Pensé en ese chico, en su corta vida, tan breve como la herida que deja un rayo en la noche. Analicé luego la vida de esos hombres y mujeres cuyas historias me llegaban tangencialmente, gentes que jamás vería pero cuyos derroteros atrapaban mi solidaridad, como la de los «niños de Rusia». Surgieron de la nada, se elevaron sobre sus mundos relegados y complacieron sus fantasías o lo intentaron. Gente trabajadora, tenaz, emprendedora; hijos de un tiempo que se desvaneció y que no se reeditará porque España no es la misma y es improbable que se envuelva otra vez en cuatro guerras en menos de cincuenta años. Todos los que descubrí al escarbar en el pasado necesitarían un monumento, porque lo que ahora somos los españoles se lo debemos a gente como ellos. Pero ¿fueron verdaderamente excepcionales?

En realidad fueron tres generaciones atrapadas por un destino común indeseado, épocas de titánicas pruebas. Y no tuvieron otro remedio que estar a la altura. Pensé en la juventud de ahora, tan aparentemente alejada de aquellos valores.
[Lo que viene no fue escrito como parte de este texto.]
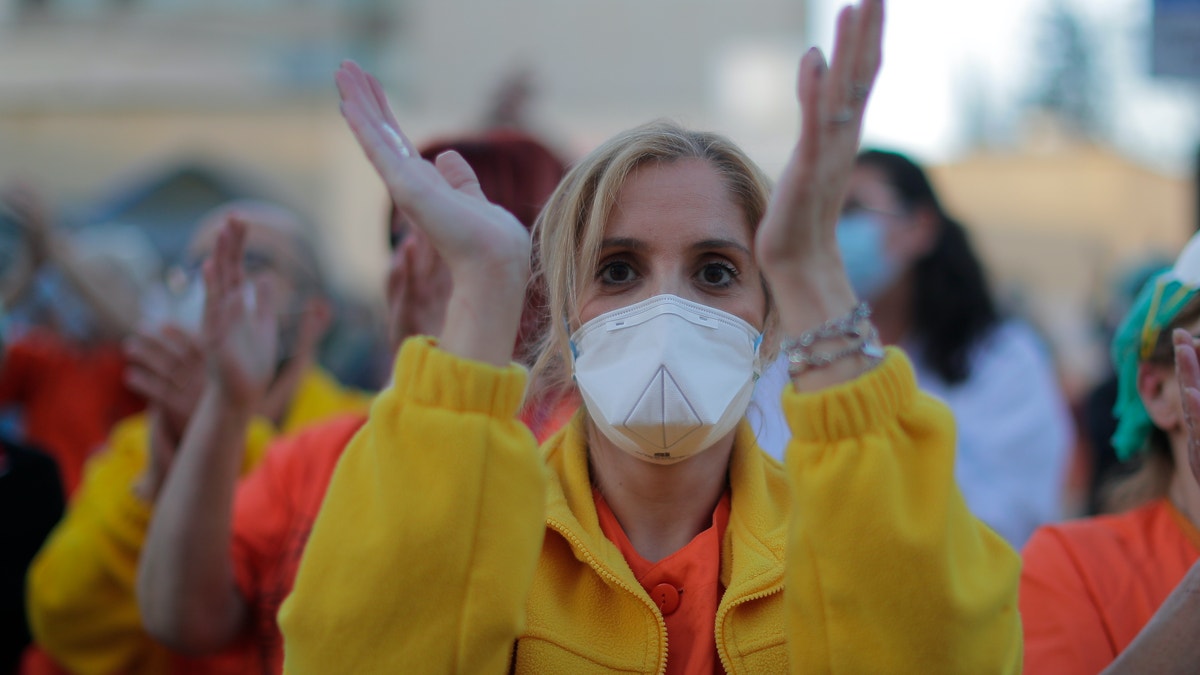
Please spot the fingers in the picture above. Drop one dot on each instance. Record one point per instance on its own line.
(870, 55)
(855, 65)
(459, 173)
(223, 278)
(813, 72)
(366, 109)
(838, 85)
No me sentí pesimista porque, si deviniera un futuro adverso, seguramente surgirían héroes sin fama que enfrentarían sus retos. Era una certeza en clave futurible. Pero lo realizado por gente como Ramiro eran hechos, no creencias. Todos me conmovieron, pero ese asturiano gigantón era diferente porque cumplió con la vida sin ambiciones y puede que su premio fueran el amor y la salud que mantenía incólumes a pesar de su avanzada edad.

Estuve contemplándole largo rato y me sentí eclipsado por su aplomo, su forma de ser, su mirada sin sueños. Y pensé que quizás había encontrado a otro hombre con todo el cerebro como la parte derecha.